The physical culture movement began in Europe and America the nineteenth century and was a precursor to today’s forms of fitness and exercise. It also encompassed a mediascape that included popular theatre, magazines, collectible photos, and advertisements. According to many traditional historical accounts, this scene of mainly male-identified embodied practice is ‘closeted’. The practice of muscle building and bodily cultivation constructs a heteronormative and hegemonic masculine ideal while at the same time serving as a hidden or secret site for gay desire.

I argue that the concept of the closet (encompassing notions of hiding and outing) obscures the ways in which physical culture has challenged and queered rigid binaries of gender and sexuality from its origin. Through this trope, the locker room is re-framed as a public site of male homosociality and a closeted site of male homosexuality. In contrast, this lecture takes the ‘epistemology of the locker room’ – a site of semi-public exposure, relationality, competition, and shame – as an approach to the twentieth century archive of physical culture, a problematic set of documents in which physical culturists perform a heightened, theatrical self-presentation. How might such a conceptual shift to ‘partial exposure’ enable us to re-read the lacunae in the archive that have often been considered ‘secretly’ queer? ‘Outing’ archives, here, is an action that marks the way in which the embodied practice of physical culture was not a secret but openly queer history, in which exceptional and extraordinary performing bodies invented new modes of sociality.

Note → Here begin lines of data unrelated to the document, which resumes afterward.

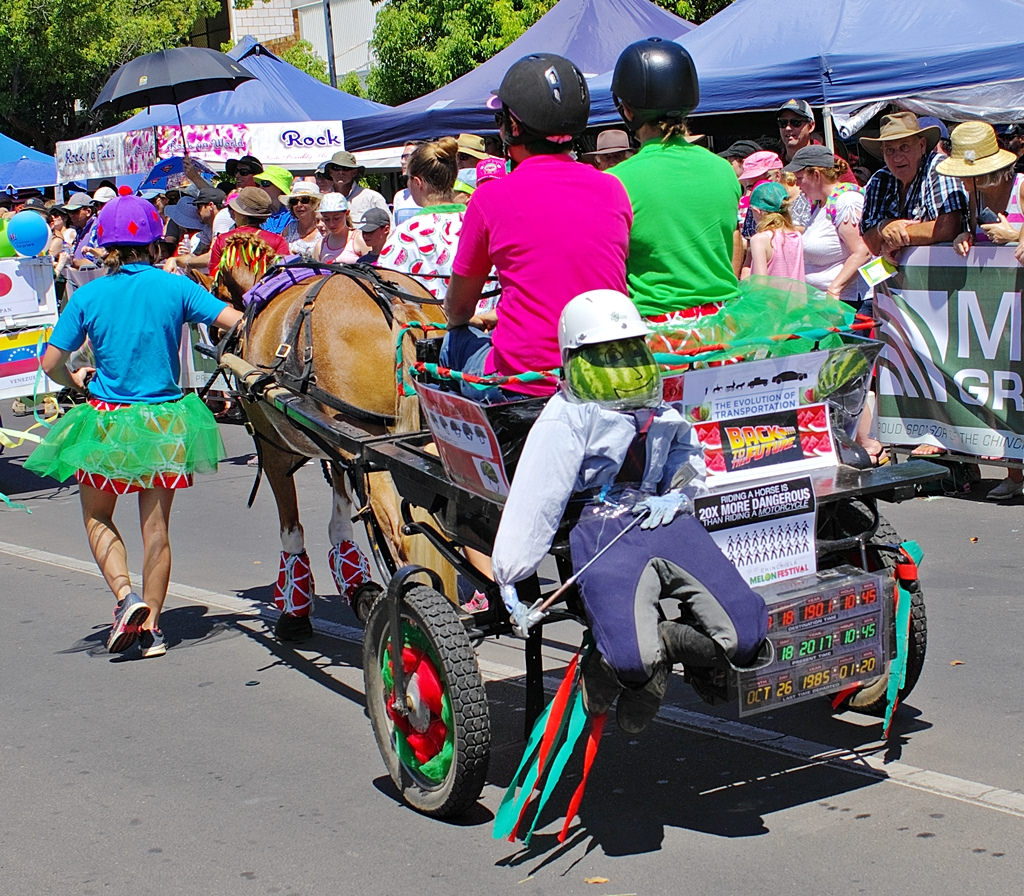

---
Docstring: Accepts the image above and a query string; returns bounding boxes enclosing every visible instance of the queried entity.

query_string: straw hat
[935,121,1017,177]
[860,112,942,159]
[583,128,632,159]
[739,150,783,181]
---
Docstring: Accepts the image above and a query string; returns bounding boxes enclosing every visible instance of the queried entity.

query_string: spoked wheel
[362,585,490,818]
[823,501,928,716]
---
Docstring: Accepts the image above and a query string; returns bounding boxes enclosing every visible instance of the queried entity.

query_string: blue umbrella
[0,134,57,191]
[92,47,253,155]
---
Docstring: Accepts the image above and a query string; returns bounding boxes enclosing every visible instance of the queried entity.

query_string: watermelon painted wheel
[362,585,490,818]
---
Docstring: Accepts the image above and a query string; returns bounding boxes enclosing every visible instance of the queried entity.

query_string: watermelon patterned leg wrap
[327,541,371,603]
[273,551,316,616]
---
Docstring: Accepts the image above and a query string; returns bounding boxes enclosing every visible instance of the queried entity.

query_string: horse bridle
[245,260,441,427]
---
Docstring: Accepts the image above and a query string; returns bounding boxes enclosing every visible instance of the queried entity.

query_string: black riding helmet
[497,53,590,142]
[611,37,700,130]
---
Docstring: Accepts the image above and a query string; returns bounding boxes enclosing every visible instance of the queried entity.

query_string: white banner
[0,257,57,330]
[54,128,158,183]
[56,121,345,182]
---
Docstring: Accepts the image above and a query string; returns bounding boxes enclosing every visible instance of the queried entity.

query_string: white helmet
[558,290,650,361]
[558,290,662,411]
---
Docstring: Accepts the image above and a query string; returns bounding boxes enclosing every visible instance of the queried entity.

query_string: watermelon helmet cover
[558,290,662,411]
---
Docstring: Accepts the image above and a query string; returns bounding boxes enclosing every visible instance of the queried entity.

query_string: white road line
[8,542,1024,818]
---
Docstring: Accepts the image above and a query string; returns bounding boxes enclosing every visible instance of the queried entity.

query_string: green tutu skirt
[25,393,226,487]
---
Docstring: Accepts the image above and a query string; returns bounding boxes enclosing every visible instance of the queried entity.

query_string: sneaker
[615,663,669,734]
[462,591,490,613]
[985,479,1024,501]
[138,629,167,659]
[580,650,623,719]
[106,591,150,653]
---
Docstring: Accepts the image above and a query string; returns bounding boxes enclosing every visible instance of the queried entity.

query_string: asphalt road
[0,408,1024,896]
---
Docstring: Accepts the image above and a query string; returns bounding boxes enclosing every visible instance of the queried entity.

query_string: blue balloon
[7,211,50,256]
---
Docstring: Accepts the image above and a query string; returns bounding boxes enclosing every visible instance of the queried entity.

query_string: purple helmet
[96,194,164,246]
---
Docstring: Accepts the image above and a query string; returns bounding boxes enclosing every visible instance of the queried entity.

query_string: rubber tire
[825,501,928,716]
[362,585,490,818]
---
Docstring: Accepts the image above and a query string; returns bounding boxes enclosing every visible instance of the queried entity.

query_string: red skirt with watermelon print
[25,393,225,495]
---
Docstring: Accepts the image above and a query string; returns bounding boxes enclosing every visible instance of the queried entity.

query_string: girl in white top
[313,193,359,264]
[786,145,871,308]
[281,180,321,256]
[377,137,466,299]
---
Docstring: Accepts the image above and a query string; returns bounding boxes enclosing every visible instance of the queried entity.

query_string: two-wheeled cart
[222,344,943,817]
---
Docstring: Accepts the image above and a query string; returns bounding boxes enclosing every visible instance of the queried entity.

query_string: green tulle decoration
[650,276,855,367]
[25,393,226,482]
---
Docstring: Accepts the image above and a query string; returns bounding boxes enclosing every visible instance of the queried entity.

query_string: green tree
[367,0,555,105]
[0,0,219,152]
[367,0,732,105]
[654,0,732,25]
[281,41,331,84]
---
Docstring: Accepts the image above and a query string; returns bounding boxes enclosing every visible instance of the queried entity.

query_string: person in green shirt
[608,38,742,321]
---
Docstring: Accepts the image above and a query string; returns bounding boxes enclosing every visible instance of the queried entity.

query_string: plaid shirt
[860,152,968,233]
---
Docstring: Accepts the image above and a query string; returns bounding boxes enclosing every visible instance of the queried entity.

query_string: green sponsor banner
[876,246,1024,459]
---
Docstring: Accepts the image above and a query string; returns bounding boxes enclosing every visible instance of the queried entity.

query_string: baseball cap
[256,165,295,194]
[164,196,203,230]
[324,150,359,168]
[718,140,761,159]
[739,150,782,180]
[92,186,118,205]
[476,156,508,186]
[227,186,272,218]
[22,196,49,215]
[751,181,790,212]
[783,143,836,171]
[775,99,814,121]
[224,156,263,177]
[458,134,487,159]
[194,186,227,209]
[360,207,391,233]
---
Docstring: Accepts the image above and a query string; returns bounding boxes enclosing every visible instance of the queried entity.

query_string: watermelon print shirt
[377,204,466,299]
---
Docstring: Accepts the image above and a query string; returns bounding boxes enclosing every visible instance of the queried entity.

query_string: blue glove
[510,598,547,638]
[633,492,693,528]
[499,585,547,638]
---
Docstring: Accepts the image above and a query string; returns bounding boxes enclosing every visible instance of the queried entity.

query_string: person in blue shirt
[255,165,295,233]
[25,195,242,656]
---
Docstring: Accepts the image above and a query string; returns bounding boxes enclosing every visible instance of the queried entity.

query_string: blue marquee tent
[93,37,389,134]
[591,0,1024,123]
[0,134,57,191]
[345,0,693,150]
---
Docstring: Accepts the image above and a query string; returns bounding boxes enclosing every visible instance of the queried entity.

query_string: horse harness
[245,261,440,426]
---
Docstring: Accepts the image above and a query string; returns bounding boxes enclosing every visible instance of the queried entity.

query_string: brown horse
[215,234,443,640]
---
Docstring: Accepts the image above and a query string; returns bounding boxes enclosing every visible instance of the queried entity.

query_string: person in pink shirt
[441,53,633,401]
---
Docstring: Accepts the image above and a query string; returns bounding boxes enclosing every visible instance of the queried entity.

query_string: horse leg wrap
[273,551,316,616]
[328,541,371,603]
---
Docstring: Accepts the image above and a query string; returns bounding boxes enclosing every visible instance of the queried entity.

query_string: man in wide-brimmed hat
[324,150,390,227]
[860,112,968,257]
[210,186,289,276]
[583,128,636,171]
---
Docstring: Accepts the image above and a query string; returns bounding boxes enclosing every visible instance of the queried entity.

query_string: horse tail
[391,302,424,432]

Broderick Chow is Reader in Theatre, Performance and Sport and Deputy Dean (Interim) of the Royal Central School of Speech and Drama, University of London. He is co-editor of Performance and Professional Wrestling (Routledge, 2016) and the forthcoming Sports Plays (expected August 2021). His forthcoming book Dynamic Tensions explores the origins of men’s fitness practices in UK/US popular theatre. Broderick is a competitive weightlifter and British Weight Lifting qualified coach.